Faiz yarışı yatırıma fren

Mevduat faizlerinin hâlâ %40-45 arasında seyretmesi, yatırımlara büyük engel teşkil ediyor. Kasım ayında en yüksek getiriyi mevduat faizinin sağlaması, yatırımcının birikimlerini bankada tutmaya devam ettiğini gösteriyor. Bankaların yüksek faizle mevduat toplama yarışı, geleceğin üretim ve refah seviyesini ipotek altına alıyor.

Cabir Turğut
Arşiv.

Finansal istikrarı sağlamanın bir aracı olarak görülse de, mevduat faiz oranlarının hâlâ yüzde 40-45 gibi yüksek seviyelerde bulunması, ekonominin can damarı konumundaki reel yatırımlar için büyük bir ikilem ve engel teşkil ediyor. Bankaların sunduğu cazip getiriler, tasarruf sahiplerinin parasını üretim, istihdam ve diğer kritik yatırım alanlarından çekerek kolay, risksiz kazanca yönlendirmesine sebep oluyor. Yüksek mevduat faizleri, özellikle enflasyona karşı korunma arayışında olan küçük ve orta ölçekli yatırımcılar için "bekle-gör" stratejisini cazip kılıyor.

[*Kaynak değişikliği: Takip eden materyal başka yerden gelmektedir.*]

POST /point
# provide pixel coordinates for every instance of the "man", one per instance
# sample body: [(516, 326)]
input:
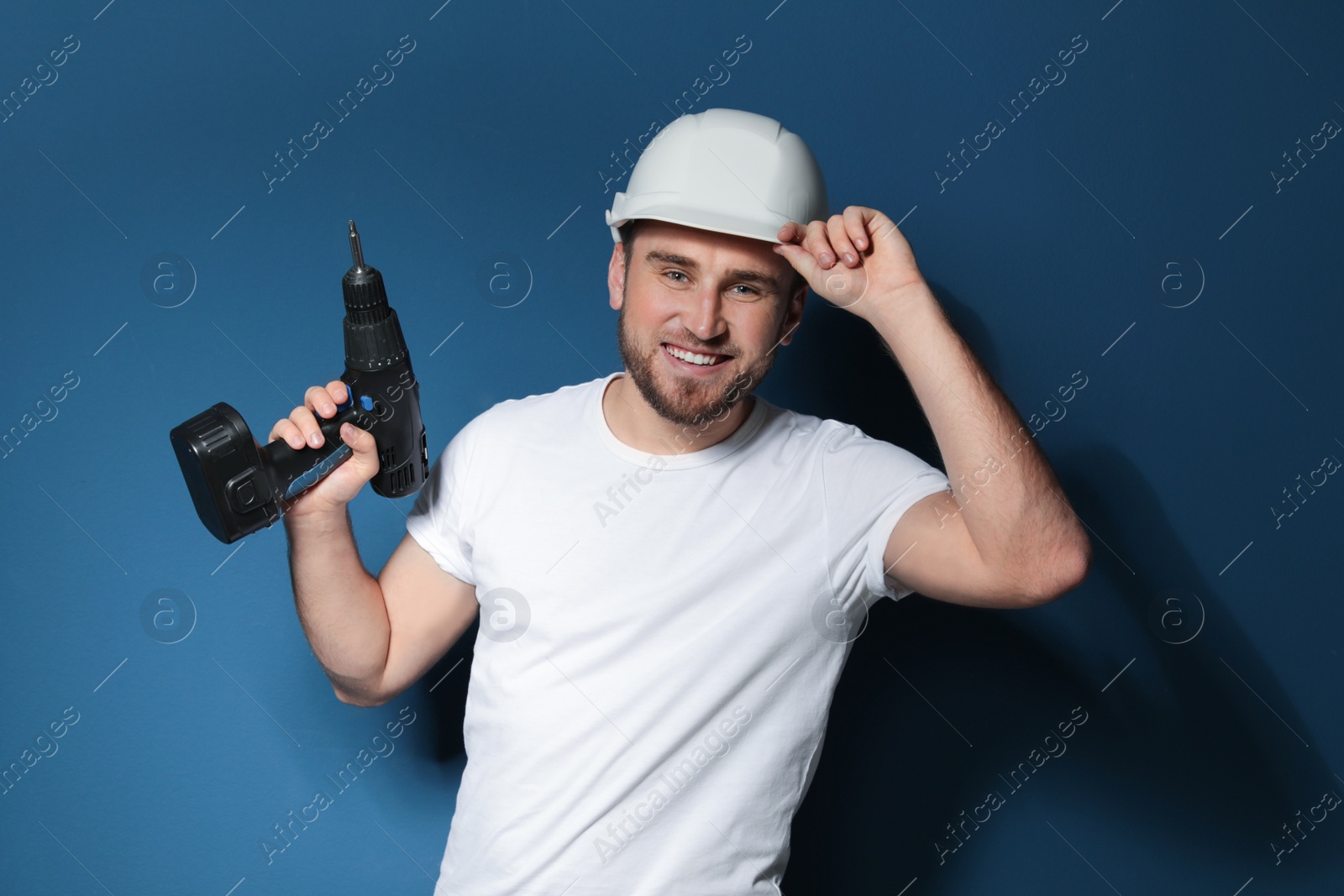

PARA ATIL ALANLARA YÖNELİYOR

Zira, Tüketici Fiyat Endeksi (TÜFE) ile indirgendiğinde, kasım ayında en yüksek aylık reel getirinin yüzde 2,18 ile mevduat faizinde gerçekleşmesi, yaşanan tablonun en somut göstergesi olarak öne çıkıyor. Birikim sahibi, yüksek risk alarak girdiği gayrimenkul veya iş geliştirme yatırımından elde edeceği olası kârdan daha fazla bir getiriyi rahatça mevduatta bulabiliyor. Hal böyle olunca paranın atıl alanlara yönelmesi kaçınılmaz hale geliyor. Yüksek faiz enflasyonla mücadele için tercih edilen bir araç olsa da uzun vadede ekonomide yapısal sorunların derinleşmesine, kayıt dışı ekonominin artmasına ve büyüme hızının yavaşlamasına yol açıyor.

ÜRETİM VE REFAH İPOTEK ALTINDA

Son 2,5 yıldır uygulanan yüksek faiz­ politikasının iç pazarı daraltıcı, üretim ve ihracat azmini kırıcı etkisi gün geçtikçe daha çok hissediliyor. Özellik­le bankacılık sektöründe aşırı pahalanan ticari krediler nedeniyle toparlanma umudu sönen sa­nayiciler yatırım kararla­rını ertelerken, yeni koşullarda daha çok ayakta kalabilmek için çabalıyor. Yatırım iştahının kesilmesi, sadece bugünün değil, geleceğin üretim ve refah seviyesini de ipotek altına alıyor.

SEMBOLİK DEĞİL GÜÇLÜ İNDİRİM ŞART

Parasal sıkılaştırma esaslı program koşullarının yol açtığı üretim ve yatırım iştahsızlığını giderme, reel sektöre nefes aldırma ve toparlanma umudunu canlandırma çabalarının odağında ise Türkiye Cumhuriyet Merkez Bankası (TCMB) yer alıyor. Merkez Bankası, en son 23 Ekim'de politika faiz oranını yüzde 100 baz puan indirmekle yetinmiş ve yüzde 39,5 seviyesine çekmişti. Yılın son faiz kararı ise perşembe günü açıklanacak. Kasım ayı enflasyonunun yüzde 1'in altında gelmesiyle beraber piyasada faiz indirim beklentileri 200 baz puana kadar yükseldi. İstihdamını ve üretimini korumakta zorlanan emek yoğun sektörler artık Merkez Bankası'nın faiz indirimlerini sembolik olarak değil güçlü bir şekilde sürdürmesini bekliyor.